Прежде чем зайти в купе третьего класса и рассказать своей попутчице о подробностях случившегося, Эблвей задался вопросом, какой национальности она может быть? За время своего пребывания в Вене он успел поверхностно познакомиться со славянскими языками и ничуть не робел, имея дело с представителями некоторых национальностей.
«Если она хорватка, сербка или боснячка, я сумею объясниться с ней, — уверил он сам себя. — Но если она венгерка — о, Боже! Мы сможем общаться лишь с помощью жестов».
Он вошёл в купе и произнёс своё исключительной важности сообщение на языке, который, на его взгляд, был наиболее близок к хорватскому.
— Поезд оторвался и уехал от нас.
Женщина покачала головой, так, что это могло означать и покорность воле небес, и обычное непонимание.
Эблвей повторил вышесказанное на различных славянских языках, при этом активно прибегая к пантомиме.
— А-а, поезд уехал? — наконец проговорила женщина на немецком диалекте. — А мы остались. Вот как.
Эблвею показалось, что произошедшее заинтересовало её не больше, чем результаты муниципальных выборов в Амстердаме.
— Иногда такое бывает, — продолжала она. — Они поймут, что случилось на ближайшей станции, и когда рельсы освободятся от снега, за нами пришлют паровоз.
— Но мы можем застрять здесь на всю ночь! — воскликнул Эблвей.
По выражению лица женщины было видно, что она не исключает такую возможность.
— В этих краях есть волки? — поспешил с вопросом Эблвей.
— Есть, и много, — ответила женщина. — Как раз за этим лесом мою тётушку сожрали три года назад, когда она возвращалась домой с рынка. Съели и лошадь, и поросёнка, который был в повозке. Лошадь была старая, а поросёночек — такой молоденький, такой толстенький. Я плакала, когда узнала, что его съели. Они ничего не щадят.
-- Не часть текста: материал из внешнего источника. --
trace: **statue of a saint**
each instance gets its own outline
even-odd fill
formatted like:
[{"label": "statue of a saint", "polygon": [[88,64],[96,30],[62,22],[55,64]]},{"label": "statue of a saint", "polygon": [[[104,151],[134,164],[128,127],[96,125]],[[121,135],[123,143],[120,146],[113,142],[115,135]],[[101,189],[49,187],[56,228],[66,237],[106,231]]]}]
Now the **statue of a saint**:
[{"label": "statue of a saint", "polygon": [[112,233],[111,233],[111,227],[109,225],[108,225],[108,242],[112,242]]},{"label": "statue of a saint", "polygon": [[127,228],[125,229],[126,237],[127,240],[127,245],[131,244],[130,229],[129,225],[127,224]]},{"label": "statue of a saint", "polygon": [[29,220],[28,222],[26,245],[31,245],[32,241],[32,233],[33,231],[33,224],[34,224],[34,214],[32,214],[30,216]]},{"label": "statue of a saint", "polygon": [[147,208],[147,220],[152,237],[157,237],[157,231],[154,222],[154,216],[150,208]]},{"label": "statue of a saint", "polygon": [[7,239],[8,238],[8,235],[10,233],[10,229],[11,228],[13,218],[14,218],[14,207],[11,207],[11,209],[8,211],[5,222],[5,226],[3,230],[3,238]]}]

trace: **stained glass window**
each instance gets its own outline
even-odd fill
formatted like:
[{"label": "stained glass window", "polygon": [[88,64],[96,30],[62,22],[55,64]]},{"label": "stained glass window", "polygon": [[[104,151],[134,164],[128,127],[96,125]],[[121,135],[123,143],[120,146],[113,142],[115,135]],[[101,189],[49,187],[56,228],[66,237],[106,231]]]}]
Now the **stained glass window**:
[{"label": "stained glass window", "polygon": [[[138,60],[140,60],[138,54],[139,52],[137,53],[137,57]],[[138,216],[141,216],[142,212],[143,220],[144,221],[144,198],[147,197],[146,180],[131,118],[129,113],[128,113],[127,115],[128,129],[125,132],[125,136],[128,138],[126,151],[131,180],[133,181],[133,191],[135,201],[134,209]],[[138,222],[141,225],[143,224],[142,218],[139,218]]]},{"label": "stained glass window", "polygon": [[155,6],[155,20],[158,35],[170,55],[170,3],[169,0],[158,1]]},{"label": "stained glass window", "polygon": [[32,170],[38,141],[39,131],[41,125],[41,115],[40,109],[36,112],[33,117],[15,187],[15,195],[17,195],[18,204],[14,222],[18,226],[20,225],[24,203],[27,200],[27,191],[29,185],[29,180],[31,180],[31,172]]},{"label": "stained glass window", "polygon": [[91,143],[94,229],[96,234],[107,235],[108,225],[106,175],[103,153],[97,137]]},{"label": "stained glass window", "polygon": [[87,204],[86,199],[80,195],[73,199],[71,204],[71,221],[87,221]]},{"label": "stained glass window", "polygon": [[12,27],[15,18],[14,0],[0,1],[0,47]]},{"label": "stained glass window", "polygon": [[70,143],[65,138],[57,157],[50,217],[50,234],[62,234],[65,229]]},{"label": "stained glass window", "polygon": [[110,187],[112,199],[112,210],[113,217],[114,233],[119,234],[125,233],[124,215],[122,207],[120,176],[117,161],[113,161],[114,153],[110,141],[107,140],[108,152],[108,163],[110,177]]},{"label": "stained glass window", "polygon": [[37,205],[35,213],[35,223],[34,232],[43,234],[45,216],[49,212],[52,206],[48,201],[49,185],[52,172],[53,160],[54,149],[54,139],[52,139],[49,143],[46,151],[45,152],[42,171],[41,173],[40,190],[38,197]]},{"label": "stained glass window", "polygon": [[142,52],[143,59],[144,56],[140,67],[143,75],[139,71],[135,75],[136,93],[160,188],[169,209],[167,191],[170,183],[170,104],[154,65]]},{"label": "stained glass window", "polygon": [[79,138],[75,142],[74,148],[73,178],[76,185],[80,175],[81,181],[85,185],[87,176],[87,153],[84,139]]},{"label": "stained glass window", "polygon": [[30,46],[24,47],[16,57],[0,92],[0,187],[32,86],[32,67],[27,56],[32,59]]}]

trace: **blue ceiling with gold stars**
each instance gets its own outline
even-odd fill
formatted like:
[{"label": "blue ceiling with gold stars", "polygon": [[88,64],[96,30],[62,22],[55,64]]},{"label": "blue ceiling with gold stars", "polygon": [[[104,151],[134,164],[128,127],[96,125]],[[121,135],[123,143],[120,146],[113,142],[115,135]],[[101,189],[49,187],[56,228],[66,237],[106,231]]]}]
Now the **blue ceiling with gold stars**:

— На нас могут здесь напасть, — с дрожью в голосе проговорил Эблвей. — Стенки этих вагонов тонкие, словно спичечные, и волки без труда проникнут сюда. И меня, и вас могут сожрать.
— Вас, возможно да, — спокойно ответила женщина. — Но не меня.
— Почему не вас? — спросил Эблвей.
— Сегодня праздник святой Марии Клеопы, мои именины. Она не позволит волкам съесть меня в такой день. Об этом можно не беспокоиться. Вас, да, вас могут съесть, но только не меня.